“Surprised by Freud”
by John Beversluis
Christianity and Literature, Winter 1992
A review of A. N. Wilson’s Lewis biography
First, the Anscombe debate was by no means Lewis’s first exposure to a professional philosopher: he lived among them all his adult life, read the Greats, and even taught philosophy.
Second, it is simply untrue that the post-Anscombe Lewis abandoned Christian apologetics. In 1960 he published a second edition of Miracles in which he revised the argument of his third chapter and thereby replied to Anscombe.
Third, most printed discussions of the debate, mine included (65-73), fail to mention that Anscombe herself complimented Lewis’s revised version on the grounds that it is deeper and far more serious than the original version (see Anscombe ix-x).

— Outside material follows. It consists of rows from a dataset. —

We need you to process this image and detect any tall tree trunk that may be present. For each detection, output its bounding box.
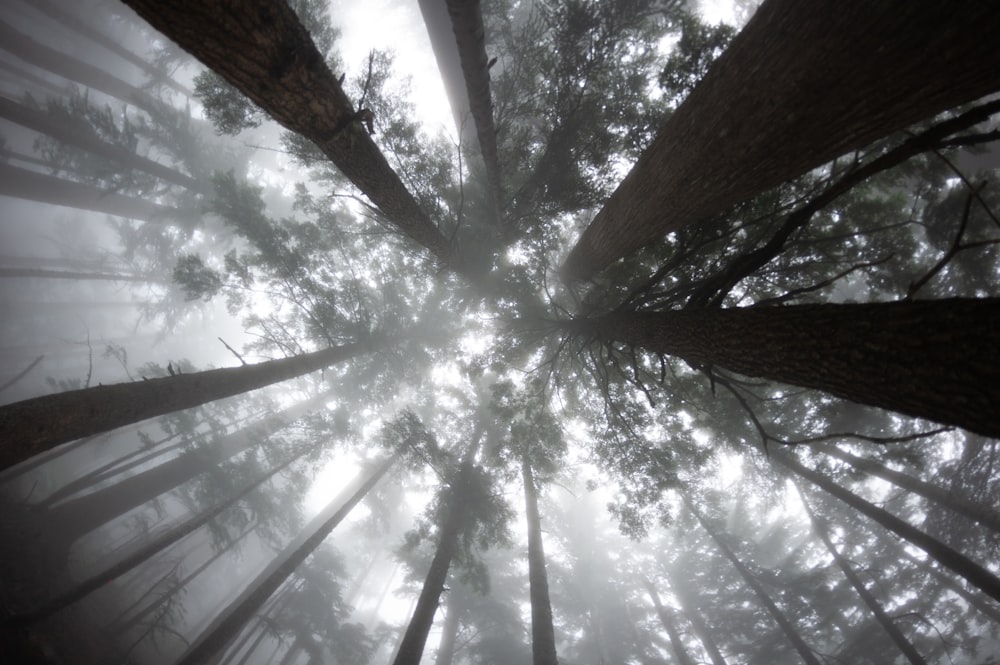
[816,445,1000,533]
[681,494,821,665]
[645,580,694,665]
[563,0,1000,279]
[795,482,927,665]
[178,458,395,665]
[11,438,315,624]
[580,298,1000,437]
[771,451,1000,600]
[664,566,726,665]
[434,592,462,665]
[0,334,382,469]
[124,0,475,275]
[0,164,180,222]
[392,455,472,665]
[521,455,559,665]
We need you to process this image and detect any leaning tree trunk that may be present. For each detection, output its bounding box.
[681,494,821,665]
[645,580,694,665]
[178,457,395,665]
[817,445,1000,533]
[118,0,474,275]
[771,452,1000,600]
[392,455,472,665]
[563,0,1000,279]
[521,455,559,665]
[580,298,1000,437]
[795,482,927,665]
[0,342,373,469]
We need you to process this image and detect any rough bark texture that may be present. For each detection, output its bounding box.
[682,496,822,665]
[584,298,1000,437]
[521,455,559,665]
[646,580,694,665]
[770,452,1000,600]
[819,446,1000,533]
[563,0,1000,279]
[178,458,395,665]
[799,488,927,665]
[0,344,371,469]
[392,461,472,665]
[124,0,464,272]
[447,0,503,224]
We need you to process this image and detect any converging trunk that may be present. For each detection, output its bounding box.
[576,298,1000,437]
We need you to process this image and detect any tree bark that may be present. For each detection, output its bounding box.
[392,457,472,665]
[681,494,821,665]
[770,451,1000,600]
[521,455,559,665]
[0,343,372,469]
[646,580,694,665]
[795,482,927,665]
[124,0,471,274]
[816,445,1000,533]
[178,458,395,665]
[580,298,1000,437]
[563,0,1000,279]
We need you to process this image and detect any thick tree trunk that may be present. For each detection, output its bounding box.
[646,580,694,665]
[124,0,472,274]
[667,568,726,665]
[795,482,927,665]
[681,495,821,665]
[11,438,309,624]
[580,298,1000,437]
[771,451,1000,600]
[392,457,472,665]
[817,445,1000,533]
[521,455,559,665]
[0,343,373,469]
[563,0,1000,279]
[172,458,395,665]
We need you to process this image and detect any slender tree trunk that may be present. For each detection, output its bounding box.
[576,298,1000,437]
[11,436,312,624]
[645,580,694,665]
[125,0,475,276]
[393,455,472,665]
[817,445,1000,533]
[0,338,373,469]
[795,482,927,665]
[178,458,395,665]
[563,0,1000,279]
[521,455,559,665]
[771,452,1000,600]
[664,566,726,665]
[681,494,821,665]
[434,592,462,665]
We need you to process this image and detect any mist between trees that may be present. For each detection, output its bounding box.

Finally the myth that Lewis abandoned Christian apologetics overlooks several important post-Anscombe articles, among them “Is Theism Important?” (1952) — a discussion of Christianity and theism which touches on philosophical proofs for God’s existence and their relevance to the religious life — and “On Obstinacy of Belief” (1955) in which he defends the rationality of believing in God in the face of apparently contrary evidence (the issue in philosophical theology during the late 1950s and early 1960s). It is rhetorically effective to announce that the post-Anscombe Lewis wrote no further books on Christian apologetics, but it is pure fiction. Even if it were true, what would this Argument from Abandoned Subjects prove? He wrote no further books on Paradise Lost or courtly love either.